[
https://issues.apache.org/jira/browse/SLING-2597?page=com.atlassian.jira.plugin.system.issuetabpanels:comment-tabpanel&focusedCommentId=13457294#comment-13457294
]
Jörg Hoh commented on SLING-2597:
---------------------------------
I agree to both of you.
Currently things like Sling eventing are hard to check, because they don't
expose (enough) internal state. Exposing it through the API would probably
bloat it. So JMX might be a viable solution here.
A problem with JMX is the dynamic nature of OSGI. Eg. when you add a new Sling
event queue, the statistics of that queue might appear under a certain JMX
objectname. But your external monitoring (custom service ontop of Sling) is not
notified of that new event queue and its statistics. Unless you check for sling
event queues via OSGI and get their statistic from JMX. This is a scenario I
want to avoid.
To the definition of CRITICAL: I know that this is hard to do. But maybe some
basic configurable rules could be sufficient (e.g. queue-length > 100k).
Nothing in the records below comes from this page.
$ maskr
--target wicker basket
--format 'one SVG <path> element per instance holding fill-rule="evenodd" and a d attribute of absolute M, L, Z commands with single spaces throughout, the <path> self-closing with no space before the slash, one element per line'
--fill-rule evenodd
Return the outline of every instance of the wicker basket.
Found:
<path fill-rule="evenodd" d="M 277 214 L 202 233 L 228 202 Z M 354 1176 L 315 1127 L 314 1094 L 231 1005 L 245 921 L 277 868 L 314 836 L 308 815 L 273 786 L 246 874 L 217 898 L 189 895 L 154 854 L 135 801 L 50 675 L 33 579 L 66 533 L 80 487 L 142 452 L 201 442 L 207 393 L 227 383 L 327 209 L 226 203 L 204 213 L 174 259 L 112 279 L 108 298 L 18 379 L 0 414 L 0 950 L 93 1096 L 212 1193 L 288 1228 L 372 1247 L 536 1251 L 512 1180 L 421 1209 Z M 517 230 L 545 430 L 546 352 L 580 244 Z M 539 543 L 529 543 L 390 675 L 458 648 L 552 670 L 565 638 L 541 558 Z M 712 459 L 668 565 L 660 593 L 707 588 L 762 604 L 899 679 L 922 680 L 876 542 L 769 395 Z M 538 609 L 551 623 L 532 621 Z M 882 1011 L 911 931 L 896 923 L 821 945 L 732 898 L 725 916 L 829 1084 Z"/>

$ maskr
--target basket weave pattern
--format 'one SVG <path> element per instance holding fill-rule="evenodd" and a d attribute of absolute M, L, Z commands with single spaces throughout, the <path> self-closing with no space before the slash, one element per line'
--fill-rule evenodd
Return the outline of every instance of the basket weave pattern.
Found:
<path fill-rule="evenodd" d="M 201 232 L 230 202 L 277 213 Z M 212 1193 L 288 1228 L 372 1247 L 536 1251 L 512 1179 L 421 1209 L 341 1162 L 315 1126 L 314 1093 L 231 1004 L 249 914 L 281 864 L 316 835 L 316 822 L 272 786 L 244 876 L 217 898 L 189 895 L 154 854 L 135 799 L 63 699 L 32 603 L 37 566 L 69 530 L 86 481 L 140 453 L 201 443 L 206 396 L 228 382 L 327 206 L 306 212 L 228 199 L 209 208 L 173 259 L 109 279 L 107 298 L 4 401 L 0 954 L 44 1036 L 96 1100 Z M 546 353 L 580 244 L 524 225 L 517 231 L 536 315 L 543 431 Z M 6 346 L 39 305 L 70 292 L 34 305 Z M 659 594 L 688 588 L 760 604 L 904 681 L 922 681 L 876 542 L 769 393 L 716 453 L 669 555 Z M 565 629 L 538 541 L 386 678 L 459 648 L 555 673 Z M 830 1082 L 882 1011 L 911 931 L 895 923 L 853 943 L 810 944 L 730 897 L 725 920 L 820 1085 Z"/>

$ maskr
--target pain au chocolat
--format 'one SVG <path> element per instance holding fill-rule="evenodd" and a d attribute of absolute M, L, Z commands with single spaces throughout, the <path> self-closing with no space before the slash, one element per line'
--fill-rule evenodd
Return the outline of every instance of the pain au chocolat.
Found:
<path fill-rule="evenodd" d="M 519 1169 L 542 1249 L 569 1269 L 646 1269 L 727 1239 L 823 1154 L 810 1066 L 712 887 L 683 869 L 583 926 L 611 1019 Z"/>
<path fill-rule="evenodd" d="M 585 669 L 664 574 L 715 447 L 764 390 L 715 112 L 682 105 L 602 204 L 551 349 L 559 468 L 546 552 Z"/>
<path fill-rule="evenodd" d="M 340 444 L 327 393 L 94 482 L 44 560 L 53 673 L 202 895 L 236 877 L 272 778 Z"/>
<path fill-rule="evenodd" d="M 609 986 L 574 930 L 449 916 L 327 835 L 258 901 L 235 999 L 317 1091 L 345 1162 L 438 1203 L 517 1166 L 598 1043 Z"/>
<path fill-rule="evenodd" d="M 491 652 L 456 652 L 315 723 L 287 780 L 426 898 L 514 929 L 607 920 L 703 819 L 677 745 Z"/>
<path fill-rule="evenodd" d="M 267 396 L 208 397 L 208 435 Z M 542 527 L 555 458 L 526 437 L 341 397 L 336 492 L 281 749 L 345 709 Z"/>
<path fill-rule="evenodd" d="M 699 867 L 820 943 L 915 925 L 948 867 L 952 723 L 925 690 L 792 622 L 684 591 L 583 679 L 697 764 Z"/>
Or we
could define multiple aspects of sling eventing (delay, throughput, avg
processing time, ...) and handle and configure each of them individually.
> Provide interface for monitoring services
> -----------------------------------------
>
> Key: SLING-2597
> URL: https://issues.apache.org/jira/browse/SLING-2597
> Project: Sling
> Issue Type: New Feature
> Reporter: Jörg Hoh
>
> There should be an interface which one can query to get information about the
> status of a service implementing this interface.
> eg.
> public interface HealthCheckable {
> public int getStatus();
> }
> For the return value for this method we could use:
> static int OK = 0;
> static int WARNING = 1;
> static int CRITICAL = 2;
> static int UNKNOWN = 3;
> (these are the values which Nagios uses as return values for its plugins, see
> http://nagiosplug.sourceforge.net/developer-guidelines.html#AEN76).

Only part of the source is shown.